Già, perché nel vortice di rinnovi mai arrivati e strategie mai del tutto chiare, la società bianconera ha lasciato scivolare tra le dita uno dei suoi asset più importanti. Tecnico, ma anche patrimoniale. Vlahovic, oggi, è un calciatore con la valigia semi-pronta: contratto in scadenza a giugno, idea di cessione per non perderlo a zero, e quella sensazione – fin troppo concreta – che la storia con la Juve sia ormai al capitolo finale.
Numeri da bomber vero
Ma mentre le strategie societarie guardano al futuro (e a Openda e David), il presente parla serbo. Quattro gol tra campionato e Champions League, uno ogni 35 minuti giocati. E anche un assist.

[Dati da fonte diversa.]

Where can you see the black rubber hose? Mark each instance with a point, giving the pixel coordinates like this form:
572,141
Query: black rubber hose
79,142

In totale: 141 minuti in campo, 5 partecipazioni dirette a gol. Media da top europeo. Dusan non si è fatto intimidire dalla concorrenza, non ha arretrato di un centimetro. È rimasto. E sta rispondendo sul campo.
Nel rocambolesco 4-4 europeo contro il Borussia Dortmund è stato tra i protagonisti con una doppietta da urlo. In campionato, tre vittorie su tre, anche grazie alle sue reti decisive. Tudor se lo coccola, lo schiera, lo responsabilizza. Lui risponde da leader. Con la fascia invisibile sul braccio e quella voglia feroce di lasciare il segno.

Rinnovo, occasione persa
E qui torna il grande rimpianto. Negli ultimi anni la Juve ha avuto più di un’occasione per sedersi al tavolo e chiudere il rinnovo. Ci ha provato, sì, ma senza mai affondare il colpo. Forse convinta che le richieste fossero eccessive. Forse perché, all’interno della dirigenza, qualcuno non lo riteneva così centrale. Sta di fatto che il tempo è passato e il tempo, nel calcio, raramente perdona.
Ora si rischia di perdere a zero un centravanti nel pieno della maturazione calcistica. Uno che, come ricorda sempre qualcuno, "vede la porta come pochi".
Corvino, il profeta
E allora torna in mente lui: Pantaleo Corvino. L’uomo che lo scovò giovanissimo, lo portò alla Fiorentina e lo fece diventare un talento da vetrina europea. Intervistato da Sportitalia ad agosto, il dirigente del Lecce fu chiarissimo:
Vlahovic? Ultimamente sono state fatte valutazioni sbagliate. Tutta questa negatività che ho sentito a livello di tifoseria e a livello mediatico la condanno.
In una Juve non dominante, ha segnato circa 60 gol in meno di 150 partite. È da grande squadra, i numeri parlano chiaro. Continuerei a dare fiducia a lui e lo terrei.
Aveva ragione. Ancora una volta. Perché Vlahovic, oggi, è la luce in un attacco che fatica ancora a trovare equilibrio. E perderlo la scorsa estate sarebbe stato un errore tecnico, economico e – soprattutto – simbolico.

Un addio che fa già male
Dusan ha scelto di restare per giocarsi le sue carte. Lo fa con orgoglio e col solito furore agonistico. Ma il futuro sembra segnato. A giugno le strade si separeranno. Con tanti saluti, forse nemmeno troppo amari, da parte di una società che ha preferito guardare altrove. Ma con un filo di malinconia che, giornata dopo giornata, rischia di trasformarsi in un rimpianto sempre più grande.
E alla fine, lo dice la storia, ha sempre ragione Pantaleo Corvino.